Can Avaya Survive a Second Bankruptcy?
But with the quarterly revenue decrease and strongly worded warning on Avaya’s ability to move forward, Omdia analyst Brent Kelly sees bankruptcy as one likely option for the company.
 
"The reason for [another possible bankruptcy] is the big debt load Avaya has, and the company’s sales and margins are not sufficient to service that debt load," Kelly told No Jitter in an interview. "Given the number of employees they have — I think there is somewhere over 7,000 — they can't pay everybody and service the debt ... so something has to change."
 
When it comes to what a second bankruptcy would look like, Kelly noted that “Avaya, the company, may not survive,” but “some entity is going to pick up these assets because there is value there.” The last time Avaya went through bankruptcy, it shed its network business to Extreme Networks and cost investors some billions of dollars. This time, it’s likely the bigger, core assets that are at stake.
 
With Avaya’s installed base of 90,000 customers, some other entity will likely be interested in acquiring parts of Avaya’s business, Kelly said.
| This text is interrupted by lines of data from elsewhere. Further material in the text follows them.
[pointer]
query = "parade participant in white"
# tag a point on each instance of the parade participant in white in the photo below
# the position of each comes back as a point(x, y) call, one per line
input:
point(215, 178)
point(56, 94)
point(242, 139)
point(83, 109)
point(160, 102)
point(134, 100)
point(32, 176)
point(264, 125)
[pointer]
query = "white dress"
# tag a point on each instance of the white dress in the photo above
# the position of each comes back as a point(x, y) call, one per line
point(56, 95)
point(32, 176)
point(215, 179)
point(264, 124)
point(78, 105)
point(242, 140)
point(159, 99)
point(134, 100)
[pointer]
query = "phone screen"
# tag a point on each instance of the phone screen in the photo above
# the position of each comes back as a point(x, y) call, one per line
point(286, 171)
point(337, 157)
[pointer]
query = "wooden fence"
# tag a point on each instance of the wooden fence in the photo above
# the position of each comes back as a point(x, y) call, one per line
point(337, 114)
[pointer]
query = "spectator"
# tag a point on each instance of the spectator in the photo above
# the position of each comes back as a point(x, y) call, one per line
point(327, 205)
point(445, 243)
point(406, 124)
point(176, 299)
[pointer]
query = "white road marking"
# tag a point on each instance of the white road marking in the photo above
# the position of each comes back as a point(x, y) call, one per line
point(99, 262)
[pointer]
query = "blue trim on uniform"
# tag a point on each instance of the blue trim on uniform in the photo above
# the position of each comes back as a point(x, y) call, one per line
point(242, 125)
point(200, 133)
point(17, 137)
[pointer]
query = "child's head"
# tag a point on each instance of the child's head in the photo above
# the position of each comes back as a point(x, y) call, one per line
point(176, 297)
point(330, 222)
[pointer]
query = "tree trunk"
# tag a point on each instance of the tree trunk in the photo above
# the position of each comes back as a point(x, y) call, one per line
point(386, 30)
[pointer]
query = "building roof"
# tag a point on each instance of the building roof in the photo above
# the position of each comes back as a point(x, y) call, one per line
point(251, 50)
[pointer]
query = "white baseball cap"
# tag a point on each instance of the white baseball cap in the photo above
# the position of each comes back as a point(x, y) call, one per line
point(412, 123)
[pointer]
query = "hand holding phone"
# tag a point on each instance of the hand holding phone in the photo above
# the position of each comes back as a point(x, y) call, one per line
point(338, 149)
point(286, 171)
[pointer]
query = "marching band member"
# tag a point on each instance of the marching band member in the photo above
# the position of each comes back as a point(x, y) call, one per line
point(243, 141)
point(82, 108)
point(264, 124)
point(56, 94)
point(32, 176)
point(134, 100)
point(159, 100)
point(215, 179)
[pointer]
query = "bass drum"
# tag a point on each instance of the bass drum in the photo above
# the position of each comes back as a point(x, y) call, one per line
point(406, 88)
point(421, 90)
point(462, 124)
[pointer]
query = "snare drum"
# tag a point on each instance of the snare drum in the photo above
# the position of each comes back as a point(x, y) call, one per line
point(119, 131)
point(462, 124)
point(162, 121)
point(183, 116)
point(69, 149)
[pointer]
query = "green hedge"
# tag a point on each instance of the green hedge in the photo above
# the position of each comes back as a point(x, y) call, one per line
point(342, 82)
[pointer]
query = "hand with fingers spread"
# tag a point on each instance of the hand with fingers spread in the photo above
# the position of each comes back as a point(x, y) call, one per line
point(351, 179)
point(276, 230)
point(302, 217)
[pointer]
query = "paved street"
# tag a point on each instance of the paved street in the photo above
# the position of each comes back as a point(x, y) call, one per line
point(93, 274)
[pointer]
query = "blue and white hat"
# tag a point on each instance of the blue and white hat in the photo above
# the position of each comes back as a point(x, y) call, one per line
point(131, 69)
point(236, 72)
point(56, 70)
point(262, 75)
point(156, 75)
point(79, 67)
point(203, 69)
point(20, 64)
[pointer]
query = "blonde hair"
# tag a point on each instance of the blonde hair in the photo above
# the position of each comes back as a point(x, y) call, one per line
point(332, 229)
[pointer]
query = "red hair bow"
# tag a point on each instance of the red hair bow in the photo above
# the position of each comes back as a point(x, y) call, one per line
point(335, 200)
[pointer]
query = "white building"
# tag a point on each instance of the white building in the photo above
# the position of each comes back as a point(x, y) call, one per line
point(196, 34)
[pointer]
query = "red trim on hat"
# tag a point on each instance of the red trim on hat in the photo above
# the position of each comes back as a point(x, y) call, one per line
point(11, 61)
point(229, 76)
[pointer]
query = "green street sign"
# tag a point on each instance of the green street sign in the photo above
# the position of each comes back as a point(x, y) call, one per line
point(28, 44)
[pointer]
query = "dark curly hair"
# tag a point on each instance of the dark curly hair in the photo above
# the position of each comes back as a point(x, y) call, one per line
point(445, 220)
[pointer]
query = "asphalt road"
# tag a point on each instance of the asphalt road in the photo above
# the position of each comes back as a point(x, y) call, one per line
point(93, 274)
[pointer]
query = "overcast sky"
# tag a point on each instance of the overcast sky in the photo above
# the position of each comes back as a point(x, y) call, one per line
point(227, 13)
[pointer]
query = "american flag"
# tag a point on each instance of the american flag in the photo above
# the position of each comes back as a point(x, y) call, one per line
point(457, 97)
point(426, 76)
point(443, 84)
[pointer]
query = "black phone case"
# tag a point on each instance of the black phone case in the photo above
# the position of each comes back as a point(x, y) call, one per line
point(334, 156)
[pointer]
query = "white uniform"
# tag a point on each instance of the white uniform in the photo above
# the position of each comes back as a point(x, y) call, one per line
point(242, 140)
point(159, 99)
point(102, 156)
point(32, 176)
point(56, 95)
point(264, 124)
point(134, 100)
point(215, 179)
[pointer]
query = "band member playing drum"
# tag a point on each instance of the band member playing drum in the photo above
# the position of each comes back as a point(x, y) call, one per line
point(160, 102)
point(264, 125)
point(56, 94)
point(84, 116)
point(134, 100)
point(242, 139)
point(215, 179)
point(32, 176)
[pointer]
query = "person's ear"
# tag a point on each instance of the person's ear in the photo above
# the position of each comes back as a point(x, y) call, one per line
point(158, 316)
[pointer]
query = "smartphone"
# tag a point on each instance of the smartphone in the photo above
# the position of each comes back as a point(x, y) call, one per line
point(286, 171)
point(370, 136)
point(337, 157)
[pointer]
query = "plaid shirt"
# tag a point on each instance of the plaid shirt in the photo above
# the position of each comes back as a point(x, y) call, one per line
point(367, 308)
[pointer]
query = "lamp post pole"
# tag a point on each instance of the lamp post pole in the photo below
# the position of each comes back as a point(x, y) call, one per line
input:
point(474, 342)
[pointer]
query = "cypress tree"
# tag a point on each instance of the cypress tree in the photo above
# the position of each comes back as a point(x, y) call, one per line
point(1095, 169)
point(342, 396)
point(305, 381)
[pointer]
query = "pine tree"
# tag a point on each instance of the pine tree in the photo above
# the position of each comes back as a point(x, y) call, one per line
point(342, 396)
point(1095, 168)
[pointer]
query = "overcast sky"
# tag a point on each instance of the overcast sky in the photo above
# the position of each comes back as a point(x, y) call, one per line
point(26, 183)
It may be some of the larger partners that would acquire at least the maintenance agreements, so the critical systems in the military and government can keep running. It could also be one of the major integrators that buys the telephony assets at a “fire-sale price” simply to sweat them for a few years, Kelly added. But the question now is: What entity (or entities) would pick up what pieces?
 
Kelly did speculate that one company in particular might be interested in scooping up Avaya’s contact center business.
 
“Where does Microsoft have a deficiency in its offerings? Well, they don't have their own contact center,” Kelly noted. Though Microsoft has recently made a contact center announcement, Microsoft doesn’t have a standalone contact center service, Kelly explained. Since it’s trying to “put together this whole communications package” in the Azure Communications Cloud, Microsoft could easily write a one- or two-billion-dollar check to acquire Avaya’s contact center business, Kelly suggested. Additionally, Kelly said that Avaya’s contact center business could complement the assets Microsoft acquired from Metaswitch, and they could become part of Microsoft’s Azure for Operators offering.
 
What This Means for Avaya’s Customers
For enterprises that rely on Avaya for their communications and collaboration needs, the recent news might paint a murky picture of just how they should proceed. However, since Kelly (and other technology companies) see value in Avaya’s solutions, customers shouldn’t be overly concerned just yet on the need to migrate away from their current Avaya systems.
 
“Somebody somewhere is going to step up to keep those solutions running,” Kelly said. “Maybe, Avaya’s new CEO will be able to make the drastic cuts required to keep paying people and to keep the lights on. I do expect a significant reduction in force. Maybe, it'll be one or two or three of a handful of larger Avaya partners who could step up and say, ‘okay, we will manage the services from these things.’ I really don't think [the Avaya solution is] going to disappear because there is so much there — it’s just that there's going to be some uncertainty until this shakes out.”
 
While a bankruptcy isn’t set in stone with Avaya just yet, it’s clear that the company is facing financial and business challenges that it can’t easily brush aside. As we saw with the first bankruptcy, this story will unfold over the course of months and years, and in many ways, the story is just heating up.